If You Find a Meteorite, Can You Really Claim It?

Astronomers, amateur and professionals alike, always dream of finding a meteorite. It's even more exciting if the meteorite is found just after it hits. Consider yourself very lucky if the meteorite falls somewhere near you and you get to retrieve it while it's fresh. But does finding and simply picking up a meteorite make it your own? Can you lay claim to it without anybody else contesting the legitimacy of your ownership?

The answer to both is yes... that is... if you, the one who found the meteorite, is also the owner of the land it slammed into. This means that if you found a meteorite on someone else's property, the landowner has the right to claim the object as his, never mind if it journeyed for millions of years in space before hitting dirt.
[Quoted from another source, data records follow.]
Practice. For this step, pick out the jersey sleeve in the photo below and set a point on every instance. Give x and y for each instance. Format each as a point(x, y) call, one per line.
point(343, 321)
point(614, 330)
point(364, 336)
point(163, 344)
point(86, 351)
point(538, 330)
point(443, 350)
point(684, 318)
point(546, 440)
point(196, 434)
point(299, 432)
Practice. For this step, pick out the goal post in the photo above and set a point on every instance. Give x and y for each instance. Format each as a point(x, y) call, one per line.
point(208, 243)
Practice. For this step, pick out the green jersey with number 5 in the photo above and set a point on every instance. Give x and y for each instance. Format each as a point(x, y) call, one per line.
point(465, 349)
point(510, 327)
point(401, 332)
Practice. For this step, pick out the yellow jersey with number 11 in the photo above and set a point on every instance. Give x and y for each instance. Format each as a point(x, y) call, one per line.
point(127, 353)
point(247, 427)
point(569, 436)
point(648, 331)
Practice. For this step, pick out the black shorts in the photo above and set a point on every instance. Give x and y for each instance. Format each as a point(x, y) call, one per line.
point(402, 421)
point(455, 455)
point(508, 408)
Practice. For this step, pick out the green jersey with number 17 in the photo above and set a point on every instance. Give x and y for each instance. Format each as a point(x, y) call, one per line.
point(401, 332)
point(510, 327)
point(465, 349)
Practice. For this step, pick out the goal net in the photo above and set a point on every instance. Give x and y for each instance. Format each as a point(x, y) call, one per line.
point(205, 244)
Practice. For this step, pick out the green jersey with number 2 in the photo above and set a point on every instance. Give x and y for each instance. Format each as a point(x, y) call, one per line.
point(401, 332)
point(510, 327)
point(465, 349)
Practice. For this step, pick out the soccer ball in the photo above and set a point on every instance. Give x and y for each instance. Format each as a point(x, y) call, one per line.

While laws in different places may differ, it just shows that picking a meteorite up from the ground does not automatically make it yours.

Meteorites can fetch a lot of money, especially for specimens that cause a ruckus and are found right after impacting. These meteorites become popular and when broken in pieces, it can make a lot of money for the owner. Apart from museums and research institutions, collectors worldwide are willing to pay big for really good and popular specimens. Meteorites are like long lost treasures. But while the founder of lost treasures generally get a share of the bounty along with the owner of the land and the government, meteorites pose questions that require the services of good lawyers.
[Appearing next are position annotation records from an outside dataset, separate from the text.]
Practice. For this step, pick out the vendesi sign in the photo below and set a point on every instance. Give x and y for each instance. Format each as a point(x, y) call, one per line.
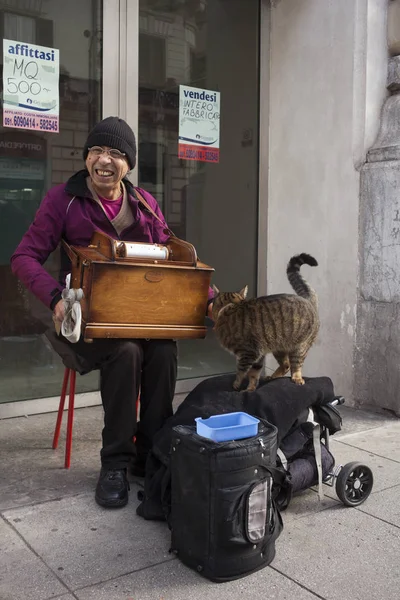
point(199, 120)
point(30, 86)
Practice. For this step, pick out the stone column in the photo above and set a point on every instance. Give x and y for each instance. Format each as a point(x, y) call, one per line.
point(377, 355)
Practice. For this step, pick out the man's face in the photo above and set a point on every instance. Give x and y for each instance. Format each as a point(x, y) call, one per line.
point(106, 172)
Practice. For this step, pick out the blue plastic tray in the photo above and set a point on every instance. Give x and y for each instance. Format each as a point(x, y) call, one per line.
point(227, 427)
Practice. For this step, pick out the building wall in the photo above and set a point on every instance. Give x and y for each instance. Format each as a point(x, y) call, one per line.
point(327, 85)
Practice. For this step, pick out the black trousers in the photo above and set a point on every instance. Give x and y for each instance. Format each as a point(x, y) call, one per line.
point(127, 367)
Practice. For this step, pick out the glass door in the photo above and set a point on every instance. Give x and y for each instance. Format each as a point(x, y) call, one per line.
point(31, 162)
point(203, 47)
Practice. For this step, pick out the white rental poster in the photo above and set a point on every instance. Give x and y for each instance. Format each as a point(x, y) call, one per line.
point(30, 86)
point(199, 118)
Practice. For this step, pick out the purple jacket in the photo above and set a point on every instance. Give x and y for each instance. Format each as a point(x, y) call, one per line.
point(69, 212)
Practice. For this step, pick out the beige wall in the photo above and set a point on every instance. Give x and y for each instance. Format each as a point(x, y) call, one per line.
point(327, 85)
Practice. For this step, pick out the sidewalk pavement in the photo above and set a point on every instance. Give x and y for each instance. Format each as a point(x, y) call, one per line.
point(55, 542)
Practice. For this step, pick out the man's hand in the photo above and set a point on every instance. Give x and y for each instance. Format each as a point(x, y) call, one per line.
point(59, 311)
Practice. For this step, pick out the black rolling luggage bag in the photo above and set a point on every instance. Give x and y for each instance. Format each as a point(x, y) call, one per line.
point(224, 521)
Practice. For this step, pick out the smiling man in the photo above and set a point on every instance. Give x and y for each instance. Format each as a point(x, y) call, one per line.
point(100, 198)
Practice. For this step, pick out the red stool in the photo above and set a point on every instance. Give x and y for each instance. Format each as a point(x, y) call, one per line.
point(69, 375)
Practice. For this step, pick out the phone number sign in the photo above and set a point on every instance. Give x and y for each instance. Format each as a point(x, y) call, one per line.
point(30, 86)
Just consider what happened at Williamsburg Square, in Lorton Virginia, USA in January 2009. A meteorite (top and left) crashed through the roof of a building and into a doctors' office. One doctor thought that a bookshelf had fallen on his partner after he heard a boom. But it turned out, a mango-sized meteorite was responsible for the explosion. It hit with such force that it embedded pieces of ceiling tiles into the floor, going through the carpet. The doctors were thankful the meteorite didn't hit any of them because it fell on a spot where they usually sit. The doctors placed the meteorite fragments in a box and sent them to the Smithsonian Museum of Natural History where it was confirmed as a meteorite by scientist Cari Corrigan. She said it was likely traveling at 350kph when it hit.

You'd think that the Lorton meteorite has found it's final resting place in the Smithsonian? but no, the owner of the building it crashed into has laid claim to the space rock. The Smithsonian says it will hold on to the meteorite until ownership is resolved. It's up to history to say where the rock will end up.